Logical Leadership Series – Understanding the work
Posted on August 10, 2017

The quality of leadership dictates the performance of most organisations — and leadership is a social exercise.  After all, organisations are a group of people working together to achieve a shared purpose.

Leadership can be particularly challenging in the engineering sector because most people are attracted to organisations so that they can work with tangible things — and they are not particularly people-oriented.  I have never heard an engineer say that they were going to study psychology… but did engineering instead!  Engineers who can do leadership are rare, I describe them as ‘Leadership Gold’.

The Logical Leadership series is designed to help engineers be great leaders without being charismatic, naturally empathetic or intuitive.  Logical Leadership is more like a ‘to-do-list’ or a process to follow when you are managing people. Get these steps right and you will meet the 80:20 rule of good leadership.  No need to read the millions of books available out there on leadership!
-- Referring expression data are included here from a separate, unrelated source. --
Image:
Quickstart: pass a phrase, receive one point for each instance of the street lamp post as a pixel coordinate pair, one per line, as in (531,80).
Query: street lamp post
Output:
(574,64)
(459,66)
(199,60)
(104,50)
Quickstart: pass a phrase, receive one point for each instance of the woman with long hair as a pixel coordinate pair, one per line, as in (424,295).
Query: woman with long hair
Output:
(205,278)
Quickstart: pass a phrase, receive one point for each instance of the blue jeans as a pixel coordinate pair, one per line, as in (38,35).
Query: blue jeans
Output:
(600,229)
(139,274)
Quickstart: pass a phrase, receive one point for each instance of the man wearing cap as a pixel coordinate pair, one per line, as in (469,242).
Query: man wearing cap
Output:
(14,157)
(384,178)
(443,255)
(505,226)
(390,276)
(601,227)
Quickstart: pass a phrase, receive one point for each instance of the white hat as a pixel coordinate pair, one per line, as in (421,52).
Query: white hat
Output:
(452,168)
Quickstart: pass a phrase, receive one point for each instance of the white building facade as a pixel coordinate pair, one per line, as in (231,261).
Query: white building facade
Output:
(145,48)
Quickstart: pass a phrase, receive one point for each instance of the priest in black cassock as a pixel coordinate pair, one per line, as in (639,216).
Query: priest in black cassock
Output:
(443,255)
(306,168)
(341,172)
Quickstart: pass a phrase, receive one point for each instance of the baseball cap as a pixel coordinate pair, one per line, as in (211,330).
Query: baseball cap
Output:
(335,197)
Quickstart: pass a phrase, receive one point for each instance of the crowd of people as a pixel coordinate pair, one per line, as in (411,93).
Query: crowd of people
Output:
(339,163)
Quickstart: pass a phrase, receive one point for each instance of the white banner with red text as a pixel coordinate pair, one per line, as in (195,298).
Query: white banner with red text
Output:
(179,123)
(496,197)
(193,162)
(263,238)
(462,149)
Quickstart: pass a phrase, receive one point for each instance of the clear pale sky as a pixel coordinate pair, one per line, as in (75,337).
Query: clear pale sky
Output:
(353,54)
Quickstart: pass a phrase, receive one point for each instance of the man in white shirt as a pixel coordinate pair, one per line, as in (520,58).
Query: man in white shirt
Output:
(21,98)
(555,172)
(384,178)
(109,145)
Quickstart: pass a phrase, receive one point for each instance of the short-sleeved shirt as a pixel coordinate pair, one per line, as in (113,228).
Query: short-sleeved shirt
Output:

The Logical Leadership Model includes:

  • Understand the work
  • Align roles
  • Right person right role
  • Solve problems
  • Fool proof delegation
  • Meaningful meetings

Understand the work

Although it might sound blindingly obvious, it is essential to understand the work that your team is required to deliver to be successful in your role.

Understanding the work includes:

  1. What is the output that your team is required to deliver? (eg, strategy plans, a functional drainage system or an underground rail system)
  2. How are you going to: a) measure success (lag indicators); b) identify lead indicators so you can measure your progress to success?  (Eg, strategic plan that meets needs of CEO,  drainage system which contains a 1 in 5 year flood or a functional rail tunnel that carries millions of passengers each year.)
  3. Identify what work is required to achieve the required output. (Eg, strategic planning, monitor, planning, repairs and replacement of drains, or all of the millions of steps required to deliver a rail tunnel.)

It is only when you, as the manager of the team, have identified the work that you can lead an effective team.  Consultation with your manager, peers and direct reports will help improve clarity of understanding of the work required.  More on working with your team will be covered in the step on problem solving in the logical leadership model.